The ETL pipeline is using S3 as data Lake and AWS GLUE ETL as access datalake. Using Athena to query a view. Visualise with Quicksight
Data engineering immersion day Project.
The project will be completing the following tasks. Data Validation and ETL with Glue to be tables that can be queried using Amazon Athena and Visualize with Amazon Quciksight
Data architecture that needs to be created:
- Retrieve data from RDS Postgres and then save it into datalake in the form of csv file.
- Add Glue Clawler to create Data Catalog.

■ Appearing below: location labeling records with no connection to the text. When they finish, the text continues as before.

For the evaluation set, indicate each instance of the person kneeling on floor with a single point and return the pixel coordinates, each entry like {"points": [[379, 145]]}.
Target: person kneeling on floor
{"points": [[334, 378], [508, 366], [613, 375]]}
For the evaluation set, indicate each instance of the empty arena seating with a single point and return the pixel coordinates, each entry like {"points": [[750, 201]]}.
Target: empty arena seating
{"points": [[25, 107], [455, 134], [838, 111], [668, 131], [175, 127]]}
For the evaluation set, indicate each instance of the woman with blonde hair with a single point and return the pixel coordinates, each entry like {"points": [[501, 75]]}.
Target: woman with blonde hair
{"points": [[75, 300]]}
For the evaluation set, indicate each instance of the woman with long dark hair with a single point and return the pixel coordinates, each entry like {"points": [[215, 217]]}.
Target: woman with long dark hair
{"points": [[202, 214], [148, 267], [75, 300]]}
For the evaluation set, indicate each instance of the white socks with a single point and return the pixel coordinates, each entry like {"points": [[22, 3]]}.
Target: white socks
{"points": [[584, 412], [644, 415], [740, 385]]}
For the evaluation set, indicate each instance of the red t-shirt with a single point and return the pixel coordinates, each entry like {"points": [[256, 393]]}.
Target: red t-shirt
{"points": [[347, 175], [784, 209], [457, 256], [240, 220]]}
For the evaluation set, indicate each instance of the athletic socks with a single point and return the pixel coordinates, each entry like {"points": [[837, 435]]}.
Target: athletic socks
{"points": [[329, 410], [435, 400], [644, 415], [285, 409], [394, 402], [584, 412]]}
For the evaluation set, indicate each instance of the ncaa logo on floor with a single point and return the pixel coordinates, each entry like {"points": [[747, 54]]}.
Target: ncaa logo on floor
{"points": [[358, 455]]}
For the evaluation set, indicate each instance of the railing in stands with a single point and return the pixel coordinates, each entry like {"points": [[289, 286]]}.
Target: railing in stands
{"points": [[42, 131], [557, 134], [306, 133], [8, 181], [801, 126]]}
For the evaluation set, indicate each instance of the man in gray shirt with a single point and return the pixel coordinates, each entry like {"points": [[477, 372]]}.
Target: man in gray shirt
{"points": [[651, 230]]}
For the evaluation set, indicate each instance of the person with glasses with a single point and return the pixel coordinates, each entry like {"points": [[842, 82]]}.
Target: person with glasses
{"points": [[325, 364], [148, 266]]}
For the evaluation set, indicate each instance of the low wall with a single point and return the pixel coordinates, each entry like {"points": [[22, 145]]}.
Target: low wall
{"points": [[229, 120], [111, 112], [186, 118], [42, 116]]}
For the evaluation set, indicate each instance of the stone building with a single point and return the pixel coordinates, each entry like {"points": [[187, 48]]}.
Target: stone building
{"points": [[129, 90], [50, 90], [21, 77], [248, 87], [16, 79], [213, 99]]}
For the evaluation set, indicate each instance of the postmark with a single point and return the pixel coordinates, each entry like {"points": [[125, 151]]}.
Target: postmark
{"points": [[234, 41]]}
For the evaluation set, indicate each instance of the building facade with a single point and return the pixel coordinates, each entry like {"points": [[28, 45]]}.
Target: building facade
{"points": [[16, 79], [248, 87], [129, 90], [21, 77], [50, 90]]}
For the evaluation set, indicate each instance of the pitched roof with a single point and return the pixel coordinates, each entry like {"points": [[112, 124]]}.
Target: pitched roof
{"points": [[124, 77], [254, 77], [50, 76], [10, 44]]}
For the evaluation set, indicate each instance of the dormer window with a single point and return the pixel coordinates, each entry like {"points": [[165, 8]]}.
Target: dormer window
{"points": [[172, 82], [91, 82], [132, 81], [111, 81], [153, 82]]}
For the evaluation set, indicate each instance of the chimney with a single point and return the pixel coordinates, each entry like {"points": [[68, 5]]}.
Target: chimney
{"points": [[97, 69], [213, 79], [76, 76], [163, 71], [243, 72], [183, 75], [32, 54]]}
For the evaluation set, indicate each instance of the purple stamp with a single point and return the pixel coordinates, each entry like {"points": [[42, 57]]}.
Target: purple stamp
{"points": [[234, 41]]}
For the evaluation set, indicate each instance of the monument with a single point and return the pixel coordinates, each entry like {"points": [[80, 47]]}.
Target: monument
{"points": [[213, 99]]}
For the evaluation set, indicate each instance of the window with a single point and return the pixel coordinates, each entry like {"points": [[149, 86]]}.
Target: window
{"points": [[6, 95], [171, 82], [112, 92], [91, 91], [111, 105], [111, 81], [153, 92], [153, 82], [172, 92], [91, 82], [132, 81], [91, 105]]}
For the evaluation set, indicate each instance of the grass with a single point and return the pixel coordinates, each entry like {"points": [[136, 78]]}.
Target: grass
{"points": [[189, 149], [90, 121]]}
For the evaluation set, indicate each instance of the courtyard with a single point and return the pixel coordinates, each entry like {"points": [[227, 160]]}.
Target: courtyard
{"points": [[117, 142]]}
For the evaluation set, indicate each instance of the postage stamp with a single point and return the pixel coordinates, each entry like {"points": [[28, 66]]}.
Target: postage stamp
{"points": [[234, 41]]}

- Perform ETL using Glue Studio
- Create View with Athena
- Create a visualization using Quicksight to display a sport events graph.
- AWS Account
- IAM resources permission policy setting for Glue, S3
-
Import the data set from RDS Postgres to Datalake
Using AWS CLI to import data. -
Datalake (S3)
The files is storing in S3 "tickets" directory.
-
Add Clawler Process
Create data catalog (database and tables) in Glue. Edit schema in each table. -
Run job in Glue Studio
Check incorrect schema and creat job to processed data in parquet format.
-
Create Glue Crawler for Parquet Files
Add Crawler . Once crawler has finished running, Tables were added. Then and Run Crawler.
-
Create View (Athena)
Query data and create a view with Amazon Athena Athena Workgroups to Control Query Access and Costs.